Sí le prestó atención pero no con la importancia que debería.

—Nate —entró a la oficina de su esposo— ¿Tenemos vecinos?

El hombre la miró. Por unos minutos se sintió libre y aliviado de poder estirar los dedos y las piernas.

—Creo que un hombre que vive a unos metros de aquí.

—¿Crees o realmente vive aquí?

—Según tengo entendido por el sujeto que me vendió la casa. Únicamente viene cuando agosto comienza para echar sus siembras de maíz.

—¿Maíz? Eso atraerá más cuervos.

—¿Y lo malo está en…?

—Nathaniel, me dan un poco de miedo esas cosas.

—Cariño, debes aprender a enfrentar tus miedos.

—Tú compraste esta casa, en este lugar porque le tienes miedo a mi madre. Eso es huirle a tu miedo.

—No hablemos de eso, por favor.

Día 5

Recién había amanecido. Sabrina se levantó, aún estaba bostezando en bata de dormir cuando se acercó para abrir la ventana de la cocina; y entonces lo miró.

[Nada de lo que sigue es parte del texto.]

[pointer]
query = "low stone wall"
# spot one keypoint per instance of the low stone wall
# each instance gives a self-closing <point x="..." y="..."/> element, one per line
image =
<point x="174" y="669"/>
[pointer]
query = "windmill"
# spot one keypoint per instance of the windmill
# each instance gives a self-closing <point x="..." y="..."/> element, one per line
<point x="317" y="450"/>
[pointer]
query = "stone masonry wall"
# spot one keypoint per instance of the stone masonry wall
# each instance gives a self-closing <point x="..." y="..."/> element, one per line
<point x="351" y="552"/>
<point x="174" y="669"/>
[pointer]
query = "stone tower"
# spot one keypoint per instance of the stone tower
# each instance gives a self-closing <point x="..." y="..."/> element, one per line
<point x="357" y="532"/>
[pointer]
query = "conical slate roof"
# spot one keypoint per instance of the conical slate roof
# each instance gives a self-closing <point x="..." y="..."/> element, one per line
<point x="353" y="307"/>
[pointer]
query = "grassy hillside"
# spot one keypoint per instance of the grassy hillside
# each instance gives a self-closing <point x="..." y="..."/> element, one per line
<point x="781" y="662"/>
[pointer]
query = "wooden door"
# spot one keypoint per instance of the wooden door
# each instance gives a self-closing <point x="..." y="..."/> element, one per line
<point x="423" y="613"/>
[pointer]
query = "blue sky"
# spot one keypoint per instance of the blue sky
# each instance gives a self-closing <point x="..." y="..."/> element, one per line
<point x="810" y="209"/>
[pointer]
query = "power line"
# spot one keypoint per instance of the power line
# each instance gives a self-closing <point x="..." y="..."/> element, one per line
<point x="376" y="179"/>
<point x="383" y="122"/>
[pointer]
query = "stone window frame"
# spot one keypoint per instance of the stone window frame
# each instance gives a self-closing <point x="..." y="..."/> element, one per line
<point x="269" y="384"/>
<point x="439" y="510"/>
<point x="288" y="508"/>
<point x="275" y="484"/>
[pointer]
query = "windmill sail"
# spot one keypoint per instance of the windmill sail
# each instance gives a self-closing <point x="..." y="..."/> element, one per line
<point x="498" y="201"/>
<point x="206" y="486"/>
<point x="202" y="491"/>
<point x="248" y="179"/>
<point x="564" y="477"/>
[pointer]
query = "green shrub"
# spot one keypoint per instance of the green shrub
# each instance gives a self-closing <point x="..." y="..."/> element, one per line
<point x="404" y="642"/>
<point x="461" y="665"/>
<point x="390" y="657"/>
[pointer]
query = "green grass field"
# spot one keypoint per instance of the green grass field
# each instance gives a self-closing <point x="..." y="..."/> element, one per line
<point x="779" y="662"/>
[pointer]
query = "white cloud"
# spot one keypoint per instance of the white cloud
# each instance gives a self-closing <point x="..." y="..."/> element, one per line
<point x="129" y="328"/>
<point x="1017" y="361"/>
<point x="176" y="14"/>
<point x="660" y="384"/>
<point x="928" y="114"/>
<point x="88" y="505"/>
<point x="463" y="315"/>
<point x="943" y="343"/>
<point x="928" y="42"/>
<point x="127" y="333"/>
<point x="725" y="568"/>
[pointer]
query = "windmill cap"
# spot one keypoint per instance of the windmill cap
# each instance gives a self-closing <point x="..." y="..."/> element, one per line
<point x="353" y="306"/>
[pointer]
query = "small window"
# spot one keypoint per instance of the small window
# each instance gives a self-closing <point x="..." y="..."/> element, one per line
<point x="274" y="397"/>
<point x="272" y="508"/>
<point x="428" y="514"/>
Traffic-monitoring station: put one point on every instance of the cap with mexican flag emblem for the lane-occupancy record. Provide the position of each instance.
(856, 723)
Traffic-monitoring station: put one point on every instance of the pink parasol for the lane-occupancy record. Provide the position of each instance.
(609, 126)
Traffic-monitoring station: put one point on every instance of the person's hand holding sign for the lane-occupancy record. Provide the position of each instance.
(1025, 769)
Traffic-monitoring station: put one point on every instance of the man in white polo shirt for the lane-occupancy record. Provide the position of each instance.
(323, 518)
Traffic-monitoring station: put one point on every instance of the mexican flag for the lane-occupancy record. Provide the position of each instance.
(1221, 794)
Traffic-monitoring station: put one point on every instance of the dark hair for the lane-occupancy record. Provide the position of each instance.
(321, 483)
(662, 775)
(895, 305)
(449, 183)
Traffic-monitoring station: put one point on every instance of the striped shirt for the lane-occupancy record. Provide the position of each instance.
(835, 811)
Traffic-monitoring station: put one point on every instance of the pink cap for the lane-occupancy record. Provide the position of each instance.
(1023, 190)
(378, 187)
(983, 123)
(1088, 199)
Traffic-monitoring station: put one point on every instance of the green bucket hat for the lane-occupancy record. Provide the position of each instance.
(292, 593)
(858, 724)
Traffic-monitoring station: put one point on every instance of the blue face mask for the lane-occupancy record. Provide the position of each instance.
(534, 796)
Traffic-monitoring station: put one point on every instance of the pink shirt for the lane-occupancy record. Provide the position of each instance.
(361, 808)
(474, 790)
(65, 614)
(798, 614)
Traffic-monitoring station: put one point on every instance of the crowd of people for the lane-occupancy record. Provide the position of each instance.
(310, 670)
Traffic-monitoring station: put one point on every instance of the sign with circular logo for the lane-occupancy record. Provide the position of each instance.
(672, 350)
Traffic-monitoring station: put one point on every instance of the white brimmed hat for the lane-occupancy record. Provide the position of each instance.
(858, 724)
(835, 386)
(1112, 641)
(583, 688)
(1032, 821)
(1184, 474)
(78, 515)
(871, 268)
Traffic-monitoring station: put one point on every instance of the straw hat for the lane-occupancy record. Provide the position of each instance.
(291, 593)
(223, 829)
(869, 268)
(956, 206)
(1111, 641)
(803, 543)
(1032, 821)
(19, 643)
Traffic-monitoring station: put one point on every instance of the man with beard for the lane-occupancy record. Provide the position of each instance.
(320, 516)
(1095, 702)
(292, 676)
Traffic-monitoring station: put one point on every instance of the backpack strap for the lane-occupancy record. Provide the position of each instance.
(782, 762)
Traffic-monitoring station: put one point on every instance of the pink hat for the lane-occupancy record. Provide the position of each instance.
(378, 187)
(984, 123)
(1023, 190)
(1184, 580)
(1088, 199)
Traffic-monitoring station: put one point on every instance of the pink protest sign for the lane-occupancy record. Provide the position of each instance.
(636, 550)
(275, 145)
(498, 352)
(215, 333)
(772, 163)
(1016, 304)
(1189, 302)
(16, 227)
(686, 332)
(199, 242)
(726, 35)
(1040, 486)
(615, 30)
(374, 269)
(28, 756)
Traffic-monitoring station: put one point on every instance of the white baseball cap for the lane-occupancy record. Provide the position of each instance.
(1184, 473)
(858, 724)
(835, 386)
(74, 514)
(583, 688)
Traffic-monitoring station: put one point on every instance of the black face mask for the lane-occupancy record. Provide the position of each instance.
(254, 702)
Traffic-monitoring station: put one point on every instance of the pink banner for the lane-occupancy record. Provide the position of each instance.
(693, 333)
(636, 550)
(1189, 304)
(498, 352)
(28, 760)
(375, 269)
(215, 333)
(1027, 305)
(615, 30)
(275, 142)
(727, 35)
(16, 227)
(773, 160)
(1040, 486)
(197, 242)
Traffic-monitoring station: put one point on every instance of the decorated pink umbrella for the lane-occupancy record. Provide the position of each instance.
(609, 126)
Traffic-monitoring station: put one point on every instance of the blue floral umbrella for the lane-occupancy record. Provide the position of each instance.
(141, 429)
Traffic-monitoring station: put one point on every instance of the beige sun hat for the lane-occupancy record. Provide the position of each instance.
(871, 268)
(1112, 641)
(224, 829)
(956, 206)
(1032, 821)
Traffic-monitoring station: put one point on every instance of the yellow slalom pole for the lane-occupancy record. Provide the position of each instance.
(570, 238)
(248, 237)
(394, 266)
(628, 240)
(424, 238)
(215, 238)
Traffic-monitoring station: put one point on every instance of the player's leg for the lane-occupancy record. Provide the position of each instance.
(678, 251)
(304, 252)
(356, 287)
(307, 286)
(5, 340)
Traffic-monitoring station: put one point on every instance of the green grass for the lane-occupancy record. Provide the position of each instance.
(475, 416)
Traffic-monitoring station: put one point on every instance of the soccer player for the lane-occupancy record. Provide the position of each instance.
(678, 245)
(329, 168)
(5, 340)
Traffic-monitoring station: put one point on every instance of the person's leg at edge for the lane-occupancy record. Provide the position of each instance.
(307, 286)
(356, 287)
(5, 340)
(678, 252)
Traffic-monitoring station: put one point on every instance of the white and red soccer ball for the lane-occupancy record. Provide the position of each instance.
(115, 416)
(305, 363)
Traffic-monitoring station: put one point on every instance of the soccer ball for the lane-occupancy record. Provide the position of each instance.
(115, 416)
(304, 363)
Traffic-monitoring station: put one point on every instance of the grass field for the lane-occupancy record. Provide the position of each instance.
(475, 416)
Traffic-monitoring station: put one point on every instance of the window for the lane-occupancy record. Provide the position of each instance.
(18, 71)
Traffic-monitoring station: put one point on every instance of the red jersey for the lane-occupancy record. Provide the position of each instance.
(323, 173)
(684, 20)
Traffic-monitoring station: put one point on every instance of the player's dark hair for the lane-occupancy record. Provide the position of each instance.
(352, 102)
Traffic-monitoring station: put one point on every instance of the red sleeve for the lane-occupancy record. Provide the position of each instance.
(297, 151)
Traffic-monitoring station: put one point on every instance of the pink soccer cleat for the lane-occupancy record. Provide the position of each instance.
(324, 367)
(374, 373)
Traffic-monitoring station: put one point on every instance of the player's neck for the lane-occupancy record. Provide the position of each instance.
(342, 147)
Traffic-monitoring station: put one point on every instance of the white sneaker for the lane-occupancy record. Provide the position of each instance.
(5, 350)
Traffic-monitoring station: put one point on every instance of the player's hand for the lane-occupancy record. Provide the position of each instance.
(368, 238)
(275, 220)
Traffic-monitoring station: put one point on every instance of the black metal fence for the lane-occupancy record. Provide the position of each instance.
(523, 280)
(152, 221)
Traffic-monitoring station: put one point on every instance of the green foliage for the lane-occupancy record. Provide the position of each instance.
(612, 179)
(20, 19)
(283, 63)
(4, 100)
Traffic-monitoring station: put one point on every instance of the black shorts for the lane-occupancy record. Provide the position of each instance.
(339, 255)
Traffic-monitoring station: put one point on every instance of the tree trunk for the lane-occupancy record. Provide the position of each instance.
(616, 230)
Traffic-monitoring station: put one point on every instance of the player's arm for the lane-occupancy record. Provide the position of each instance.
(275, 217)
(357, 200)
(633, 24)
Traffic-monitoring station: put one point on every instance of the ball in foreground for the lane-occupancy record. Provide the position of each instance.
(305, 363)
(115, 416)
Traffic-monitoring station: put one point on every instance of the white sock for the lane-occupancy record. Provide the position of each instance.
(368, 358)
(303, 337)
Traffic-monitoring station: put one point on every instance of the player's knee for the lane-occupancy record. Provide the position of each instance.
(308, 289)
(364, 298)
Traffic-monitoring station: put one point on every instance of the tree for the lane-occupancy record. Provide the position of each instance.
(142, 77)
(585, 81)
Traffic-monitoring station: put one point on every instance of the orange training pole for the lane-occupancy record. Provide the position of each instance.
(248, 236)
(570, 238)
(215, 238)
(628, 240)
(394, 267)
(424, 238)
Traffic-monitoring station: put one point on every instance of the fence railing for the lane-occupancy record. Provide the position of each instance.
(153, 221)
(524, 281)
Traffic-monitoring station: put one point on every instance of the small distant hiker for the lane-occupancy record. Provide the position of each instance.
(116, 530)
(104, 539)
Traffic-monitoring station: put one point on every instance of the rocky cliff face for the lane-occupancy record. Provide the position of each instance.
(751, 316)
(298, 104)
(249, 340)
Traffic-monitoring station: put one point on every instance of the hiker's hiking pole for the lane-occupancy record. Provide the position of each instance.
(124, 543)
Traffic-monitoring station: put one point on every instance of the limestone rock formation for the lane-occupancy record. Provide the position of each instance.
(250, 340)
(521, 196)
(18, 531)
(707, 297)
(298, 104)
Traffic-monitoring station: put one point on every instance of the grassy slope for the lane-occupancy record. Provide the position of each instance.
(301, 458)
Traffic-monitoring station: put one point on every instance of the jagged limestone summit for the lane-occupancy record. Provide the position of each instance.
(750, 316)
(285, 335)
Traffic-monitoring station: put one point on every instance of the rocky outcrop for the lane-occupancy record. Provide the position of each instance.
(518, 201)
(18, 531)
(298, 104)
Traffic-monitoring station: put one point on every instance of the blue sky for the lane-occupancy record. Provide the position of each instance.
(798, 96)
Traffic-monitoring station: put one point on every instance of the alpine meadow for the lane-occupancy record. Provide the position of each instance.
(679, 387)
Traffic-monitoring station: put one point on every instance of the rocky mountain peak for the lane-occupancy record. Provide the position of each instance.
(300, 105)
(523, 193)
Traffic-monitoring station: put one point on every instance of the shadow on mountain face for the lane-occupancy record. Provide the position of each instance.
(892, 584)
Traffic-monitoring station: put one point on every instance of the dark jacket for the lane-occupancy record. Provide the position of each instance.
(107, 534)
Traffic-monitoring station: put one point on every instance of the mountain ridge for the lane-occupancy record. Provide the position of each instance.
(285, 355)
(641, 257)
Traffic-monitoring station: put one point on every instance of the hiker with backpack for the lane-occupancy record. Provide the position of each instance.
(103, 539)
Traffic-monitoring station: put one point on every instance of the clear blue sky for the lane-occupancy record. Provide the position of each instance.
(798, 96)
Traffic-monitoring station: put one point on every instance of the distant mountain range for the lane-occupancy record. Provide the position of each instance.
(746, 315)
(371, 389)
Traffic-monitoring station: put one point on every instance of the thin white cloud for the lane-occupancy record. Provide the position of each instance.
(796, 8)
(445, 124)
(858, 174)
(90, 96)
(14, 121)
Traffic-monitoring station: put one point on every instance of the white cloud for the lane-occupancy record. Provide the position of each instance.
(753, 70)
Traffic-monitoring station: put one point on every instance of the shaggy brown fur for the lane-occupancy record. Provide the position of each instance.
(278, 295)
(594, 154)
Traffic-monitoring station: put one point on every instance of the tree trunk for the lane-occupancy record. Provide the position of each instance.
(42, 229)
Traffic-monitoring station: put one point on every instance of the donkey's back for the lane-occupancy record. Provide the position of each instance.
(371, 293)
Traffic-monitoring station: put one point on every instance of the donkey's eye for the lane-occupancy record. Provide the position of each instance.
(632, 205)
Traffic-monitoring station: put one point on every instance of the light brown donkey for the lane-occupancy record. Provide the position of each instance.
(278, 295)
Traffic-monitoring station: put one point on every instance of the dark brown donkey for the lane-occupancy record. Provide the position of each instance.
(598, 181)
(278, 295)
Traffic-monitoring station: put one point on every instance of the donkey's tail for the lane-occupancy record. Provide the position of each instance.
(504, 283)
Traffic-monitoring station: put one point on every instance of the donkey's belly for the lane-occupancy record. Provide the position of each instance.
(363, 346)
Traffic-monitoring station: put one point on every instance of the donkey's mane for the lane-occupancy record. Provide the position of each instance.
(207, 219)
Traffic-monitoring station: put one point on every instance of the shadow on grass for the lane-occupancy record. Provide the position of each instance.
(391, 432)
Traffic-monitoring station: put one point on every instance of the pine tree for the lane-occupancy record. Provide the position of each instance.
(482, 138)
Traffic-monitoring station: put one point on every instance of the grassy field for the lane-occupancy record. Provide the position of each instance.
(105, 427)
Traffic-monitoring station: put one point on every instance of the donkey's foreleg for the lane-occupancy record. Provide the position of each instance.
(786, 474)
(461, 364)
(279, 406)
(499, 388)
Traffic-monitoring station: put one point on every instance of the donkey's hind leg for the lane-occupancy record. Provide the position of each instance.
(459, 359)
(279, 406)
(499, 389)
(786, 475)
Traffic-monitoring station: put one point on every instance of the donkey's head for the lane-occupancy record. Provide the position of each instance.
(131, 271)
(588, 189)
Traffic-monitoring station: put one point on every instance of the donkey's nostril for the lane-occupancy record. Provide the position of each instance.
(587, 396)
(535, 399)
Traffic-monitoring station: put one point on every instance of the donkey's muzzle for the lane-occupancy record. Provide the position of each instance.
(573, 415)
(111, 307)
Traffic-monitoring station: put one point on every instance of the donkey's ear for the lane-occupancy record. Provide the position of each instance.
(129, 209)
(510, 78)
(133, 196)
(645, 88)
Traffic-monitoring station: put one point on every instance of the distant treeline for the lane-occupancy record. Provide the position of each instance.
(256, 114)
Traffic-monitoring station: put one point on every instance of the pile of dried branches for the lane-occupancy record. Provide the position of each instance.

—¡Nate! —gritó sin dejar de ver al extraño de su patio— Hay un hombre allá afuera y está poniendo una especie de cruz con palos.

—¿Un qué?

Pero al entender lo que sucedía, el rostro de este se alejó de la preocupación. Le sonrió a su mujer y apretándole la cintura la invitó a bajar y saludarlo.

—¡Hola, hola! —gritó levantando la mano en un saludo. Al principio el desconocido no presentó ningún acto de parecer interesado pero al darse cuenta de que la pareja se acercaba, no tuvo otra opción.

—¡Díganme! —intentó sonreír.

Nathaniel iba por delante.

—Hola, mucho gusto. Soy Nathaniel Clester y ella es mi esposa, Sabrina. Nos acabamos de casar y la mudanza hasta este lugar fue pronta.

El desconocido les seguía mirando.

—Si esperan una fiesta de bienvenida, pierden su tiempo —soltó con voz ronca.

—Oh no, no, no. Para nada. Solo intentábamos conocer gente de por aquí cerca… que viéndolo bien, no hay mucha.